The deal, via Jefferies & Co., comes with a 2% Libor floor.

The facility is comprised of a $40 million revolver and a $170 million term loan.

Proceeds will be used to refinance existing debt, and for general corporate purposes.

Securus is a Dallas-based provider of inmate communications services and offender and case management software design.

A little faith

On Tuesday 24 Hour Fitness Worldwide Inc. talked its $600 million six-year term loan with a coupon of Libor plus 400 bps, at a reoffer price of 98.50, and a 2% Libor floor.

Proceeds will be used to refinance existing debt.

The existing 24 Hour Fitness term loan traded at 96 bid on Wednesday, according to an investor, who added that the loan is up from 94 a couple of days ago, and from 92 approximately a week ago.

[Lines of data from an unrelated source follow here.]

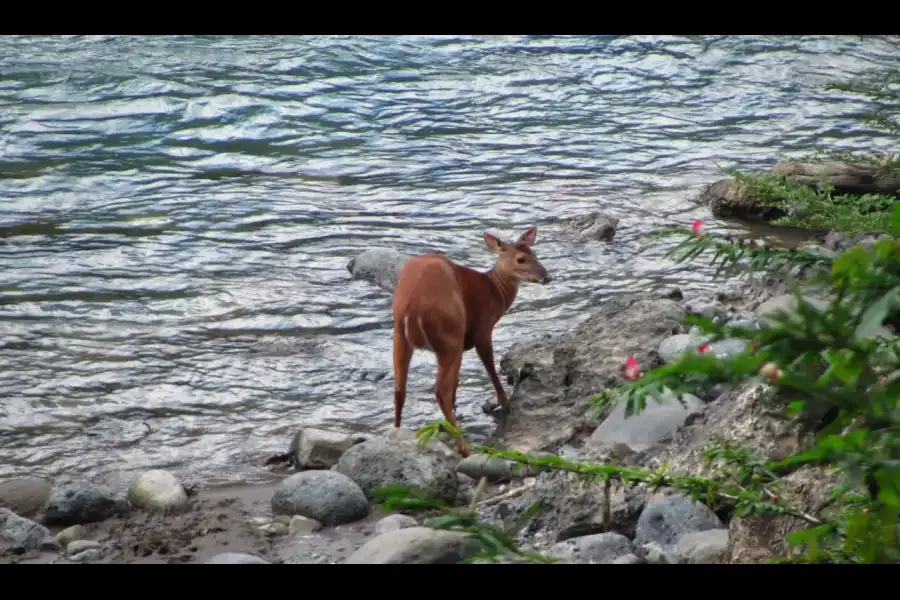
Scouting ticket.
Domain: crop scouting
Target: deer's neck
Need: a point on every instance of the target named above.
(505, 289)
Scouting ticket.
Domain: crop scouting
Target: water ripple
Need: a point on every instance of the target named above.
(179, 211)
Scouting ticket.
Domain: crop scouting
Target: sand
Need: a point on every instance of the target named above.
(224, 519)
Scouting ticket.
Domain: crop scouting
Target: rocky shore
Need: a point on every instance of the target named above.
(324, 512)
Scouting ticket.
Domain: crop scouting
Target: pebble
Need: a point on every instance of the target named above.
(79, 546)
(69, 535)
(301, 525)
(393, 523)
(275, 529)
(91, 555)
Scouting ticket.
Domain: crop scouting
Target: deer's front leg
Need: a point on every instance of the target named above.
(485, 350)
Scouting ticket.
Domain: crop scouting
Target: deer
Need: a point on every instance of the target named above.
(448, 309)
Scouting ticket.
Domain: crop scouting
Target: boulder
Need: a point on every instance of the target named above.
(328, 497)
(75, 501)
(593, 226)
(642, 430)
(600, 548)
(494, 468)
(553, 377)
(300, 525)
(380, 266)
(416, 546)
(703, 547)
(399, 461)
(570, 506)
(157, 491)
(666, 518)
(729, 199)
(25, 533)
(25, 496)
(314, 448)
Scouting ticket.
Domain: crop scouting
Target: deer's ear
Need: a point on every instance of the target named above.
(492, 242)
(528, 237)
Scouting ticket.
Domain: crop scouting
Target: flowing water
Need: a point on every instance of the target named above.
(177, 214)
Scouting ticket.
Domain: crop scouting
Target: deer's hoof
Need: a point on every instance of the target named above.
(490, 408)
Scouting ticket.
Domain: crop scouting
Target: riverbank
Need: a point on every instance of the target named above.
(327, 512)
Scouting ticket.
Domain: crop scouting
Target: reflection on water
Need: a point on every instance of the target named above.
(178, 213)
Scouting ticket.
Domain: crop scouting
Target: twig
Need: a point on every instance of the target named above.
(507, 495)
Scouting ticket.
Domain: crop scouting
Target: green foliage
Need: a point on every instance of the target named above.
(830, 367)
(817, 208)
(820, 207)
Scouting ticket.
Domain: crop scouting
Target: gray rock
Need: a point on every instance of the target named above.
(665, 519)
(706, 308)
(416, 546)
(727, 347)
(629, 559)
(702, 547)
(69, 535)
(393, 523)
(92, 555)
(157, 491)
(553, 375)
(380, 266)
(601, 548)
(671, 349)
(236, 558)
(79, 546)
(569, 507)
(785, 303)
(275, 529)
(74, 502)
(657, 555)
(25, 533)
(300, 525)
(494, 468)
(314, 448)
(642, 430)
(593, 226)
(389, 461)
(329, 497)
(26, 496)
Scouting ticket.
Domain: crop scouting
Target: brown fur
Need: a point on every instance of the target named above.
(449, 309)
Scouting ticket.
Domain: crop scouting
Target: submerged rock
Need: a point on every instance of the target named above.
(75, 501)
(25, 533)
(157, 491)
(25, 496)
(380, 266)
(397, 461)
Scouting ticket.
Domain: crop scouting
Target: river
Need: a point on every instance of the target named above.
(177, 214)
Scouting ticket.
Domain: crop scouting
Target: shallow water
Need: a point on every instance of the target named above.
(178, 214)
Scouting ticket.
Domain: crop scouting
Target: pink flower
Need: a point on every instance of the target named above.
(631, 369)
(697, 228)
(771, 371)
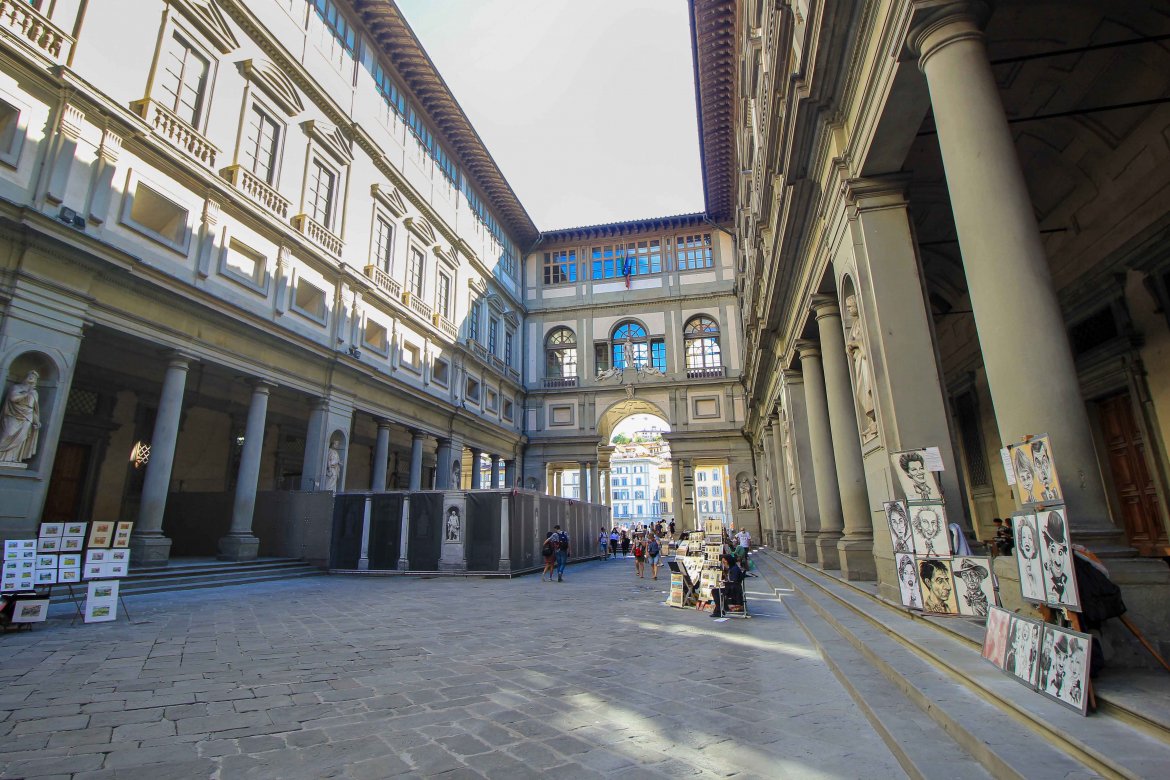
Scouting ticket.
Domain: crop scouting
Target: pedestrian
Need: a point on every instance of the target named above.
(562, 552)
(549, 551)
(653, 552)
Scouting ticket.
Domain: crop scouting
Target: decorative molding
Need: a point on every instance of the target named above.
(275, 83)
(330, 137)
(211, 21)
(389, 197)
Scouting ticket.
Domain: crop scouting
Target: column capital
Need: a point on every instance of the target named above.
(935, 25)
(807, 349)
(825, 305)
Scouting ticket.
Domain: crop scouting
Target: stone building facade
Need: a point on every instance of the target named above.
(951, 226)
(248, 247)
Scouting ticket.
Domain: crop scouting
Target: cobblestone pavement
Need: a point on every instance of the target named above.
(378, 677)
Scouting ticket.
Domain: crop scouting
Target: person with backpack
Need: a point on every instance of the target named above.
(562, 550)
(549, 551)
(639, 557)
(653, 552)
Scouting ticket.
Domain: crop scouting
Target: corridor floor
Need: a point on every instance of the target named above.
(378, 677)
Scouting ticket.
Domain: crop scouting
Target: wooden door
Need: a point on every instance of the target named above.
(1140, 505)
(62, 503)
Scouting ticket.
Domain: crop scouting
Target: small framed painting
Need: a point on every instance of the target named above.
(32, 611)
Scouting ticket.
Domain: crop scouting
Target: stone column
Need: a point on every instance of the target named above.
(417, 441)
(444, 463)
(380, 456)
(820, 442)
(240, 544)
(476, 462)
(857, 546)
(1006, 268)
(149, 546)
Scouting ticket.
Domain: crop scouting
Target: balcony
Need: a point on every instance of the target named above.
(177, 132)
(384, 281)
(257, 191)
(318, 234)
(446, 326)
(26, 22)
(710, 372)
(418, 306)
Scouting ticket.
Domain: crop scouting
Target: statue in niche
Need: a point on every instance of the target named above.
(20, 423)
(332, 467)
(859, 366)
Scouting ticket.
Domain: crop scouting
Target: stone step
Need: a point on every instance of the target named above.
(920, 744)
(977, 704)
(201, 573)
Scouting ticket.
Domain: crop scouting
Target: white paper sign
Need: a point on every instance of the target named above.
(1009, 471)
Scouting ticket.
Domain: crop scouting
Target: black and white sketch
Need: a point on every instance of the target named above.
(452, 526)
(1027, 557)
(928, 526)
(1055, 556)
(1023, 649)
(908, 580)
(937, 586)
(899, 519)
(974, 589)
(1064, 667)
(917, 483)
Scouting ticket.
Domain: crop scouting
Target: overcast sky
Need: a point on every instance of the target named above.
(587, 107)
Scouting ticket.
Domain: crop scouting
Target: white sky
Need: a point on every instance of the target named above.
(586, 105)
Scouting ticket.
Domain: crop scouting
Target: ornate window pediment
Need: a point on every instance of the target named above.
(211, 21)
(330, 138)
(390, 198)
(279, 87)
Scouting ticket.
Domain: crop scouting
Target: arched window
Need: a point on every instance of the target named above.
(702, 339)
(561, 354)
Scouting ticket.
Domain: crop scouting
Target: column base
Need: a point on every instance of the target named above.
(857, 557)
(242, 546)
(826, 551)
(146, 551)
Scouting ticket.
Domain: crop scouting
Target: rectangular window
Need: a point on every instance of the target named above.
(319, 199)
(414, 273)
(383, 244)
(473, 319)
(658, 354)
(309, 299)
(159, 215)
(183, 81)
(261, 145)
(561, 267)
(442, 296)
(694, 252)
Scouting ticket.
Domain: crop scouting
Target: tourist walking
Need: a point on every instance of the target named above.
(562, 552)
(549, 551)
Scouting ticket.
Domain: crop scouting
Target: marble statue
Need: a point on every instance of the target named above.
(859, 366)
(20, 422)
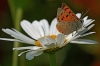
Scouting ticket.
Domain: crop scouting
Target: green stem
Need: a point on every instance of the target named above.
(52, 59)
(17, 26)
(16, 13)
(12, 9)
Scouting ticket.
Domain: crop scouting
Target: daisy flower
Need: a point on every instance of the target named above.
(46, 38)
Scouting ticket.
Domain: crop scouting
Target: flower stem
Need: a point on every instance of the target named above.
(16, 44)
(52, 59)
(16, 13)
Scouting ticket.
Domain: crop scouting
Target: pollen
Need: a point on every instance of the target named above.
(53, 36)
(38, 43)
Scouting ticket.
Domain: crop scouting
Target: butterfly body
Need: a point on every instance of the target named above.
(67, 20)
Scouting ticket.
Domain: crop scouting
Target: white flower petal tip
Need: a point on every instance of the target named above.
(60, 39)
(84, 41)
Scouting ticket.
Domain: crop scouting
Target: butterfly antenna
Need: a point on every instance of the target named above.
(85, 13)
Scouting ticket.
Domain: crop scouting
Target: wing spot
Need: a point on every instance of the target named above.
(66, 15)
(69, 12)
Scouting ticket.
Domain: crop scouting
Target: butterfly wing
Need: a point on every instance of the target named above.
(67, 20)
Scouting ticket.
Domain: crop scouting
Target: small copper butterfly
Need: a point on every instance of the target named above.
(67, 20)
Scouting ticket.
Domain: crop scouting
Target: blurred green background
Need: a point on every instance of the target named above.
(73, 54)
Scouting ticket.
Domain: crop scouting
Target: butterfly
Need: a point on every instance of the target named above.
(68, 22)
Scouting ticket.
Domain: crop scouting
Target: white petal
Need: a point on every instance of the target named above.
(18, 35)
(53, 30)
(29, 29)
(29, 40)
(38, 28)
(29, 47)
(78, 15)
(43, 41)
(44, 24)
(8, 39)
(83, 41)
(50, 40)
(60, 39)
(30, 55)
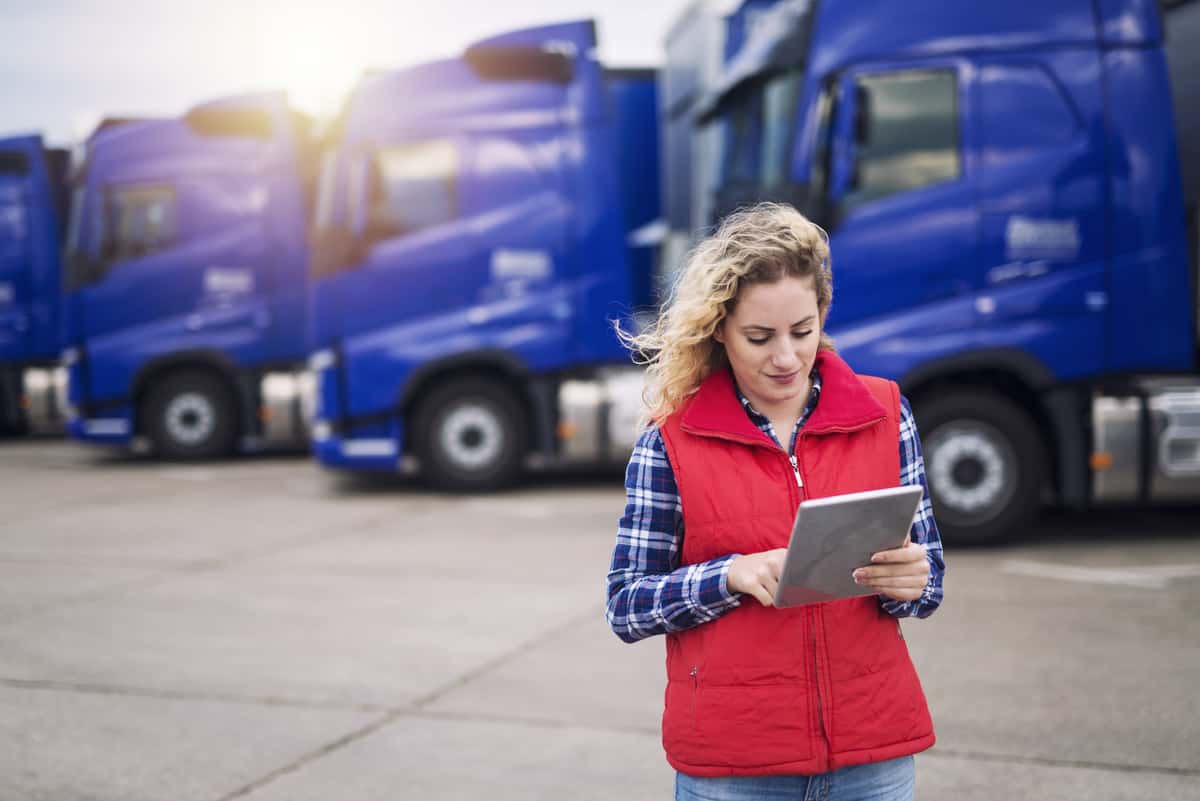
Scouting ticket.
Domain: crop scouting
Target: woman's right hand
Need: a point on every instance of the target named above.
(757, 574)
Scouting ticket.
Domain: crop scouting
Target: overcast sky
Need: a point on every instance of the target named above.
(65, 64)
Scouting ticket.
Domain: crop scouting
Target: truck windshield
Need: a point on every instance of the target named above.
(760, 122)
(759, 132)
(78, 252)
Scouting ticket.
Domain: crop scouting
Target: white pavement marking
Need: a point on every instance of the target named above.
(187, 474)
(1150, 577)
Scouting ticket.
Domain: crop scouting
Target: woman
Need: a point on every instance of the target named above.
(819, 700)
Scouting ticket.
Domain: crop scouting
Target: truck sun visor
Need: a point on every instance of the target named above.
(778, 42)
(520, 62)
(13, 163)
(229, 122)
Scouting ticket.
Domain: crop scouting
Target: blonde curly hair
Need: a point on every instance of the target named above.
(756, 245)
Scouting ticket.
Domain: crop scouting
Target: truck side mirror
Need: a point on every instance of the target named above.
(358, 196)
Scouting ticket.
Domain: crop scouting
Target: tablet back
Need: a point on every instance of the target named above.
(835, 535)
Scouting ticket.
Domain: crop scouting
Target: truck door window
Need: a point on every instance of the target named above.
(907, 133)
(780, 98)
(413, 186)
(761, 122)
(139, 221)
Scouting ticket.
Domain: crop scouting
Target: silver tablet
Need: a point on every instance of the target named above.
(835, 535)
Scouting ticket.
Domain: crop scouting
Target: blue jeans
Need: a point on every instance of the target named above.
(887, 781)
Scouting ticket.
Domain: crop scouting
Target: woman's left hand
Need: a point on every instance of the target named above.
(900, 573)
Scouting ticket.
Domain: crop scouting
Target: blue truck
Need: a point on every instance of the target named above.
(1011, 193)
(480, 221)
(1012, 198)
(185, 287)
(33, 223)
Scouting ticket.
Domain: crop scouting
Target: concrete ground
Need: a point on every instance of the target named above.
(263, 630)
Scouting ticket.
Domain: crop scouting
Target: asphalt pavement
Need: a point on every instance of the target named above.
(259, 628)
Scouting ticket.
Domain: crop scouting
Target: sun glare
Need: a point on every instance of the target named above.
(313, 53)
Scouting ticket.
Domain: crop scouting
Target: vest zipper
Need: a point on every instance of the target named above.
(816, 675)
(796, 471)
(695, 691)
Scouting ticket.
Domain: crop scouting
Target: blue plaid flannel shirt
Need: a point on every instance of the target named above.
(651, 594)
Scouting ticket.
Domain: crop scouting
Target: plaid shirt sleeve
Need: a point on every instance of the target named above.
(648, 591)
(924, 528)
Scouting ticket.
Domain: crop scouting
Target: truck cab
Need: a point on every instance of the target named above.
(1001, 187)
(33, 212)
(186, 272)
(475, 236)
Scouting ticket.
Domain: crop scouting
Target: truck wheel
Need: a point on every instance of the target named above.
(984, 465)
(471, 434)
(191, 415)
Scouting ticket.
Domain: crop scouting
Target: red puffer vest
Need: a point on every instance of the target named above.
(803, 690)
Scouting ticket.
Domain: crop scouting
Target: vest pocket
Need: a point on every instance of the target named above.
(755, 726)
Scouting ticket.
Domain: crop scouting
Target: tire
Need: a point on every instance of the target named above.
(984, 463)
(191, 415)
(471, 434)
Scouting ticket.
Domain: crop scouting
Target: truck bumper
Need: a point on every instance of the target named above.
(377, 452)
(114, 428)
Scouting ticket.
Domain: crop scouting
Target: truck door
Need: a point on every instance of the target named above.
(903, 212)
(184, 258)
(15, 254)
(1042, 188)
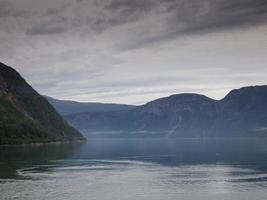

That shows that there is some confidence that the fitness company can muscle its loan across the finish line, the investor mused.

And given that there is $575 million of the old deal to refinance, and given that there is an overall scarcity of paper in the market because of the present technical rally, people are apt to have some confidence in 24 Hour Fitness's new deal - at least if most of the holders of the old loan plan to roll into the new one, the source reasoned.

However faith is far from universal, the investor asserted.

"If it was, the existing loan would be trading at 99, not 96," the source added.

And "health and fitness" does not get the entire buy-side out of their warm-up suits, the investor added, noting that the sector is stigmatized by the repeat bankruptcy filings of Bally Total Fitness.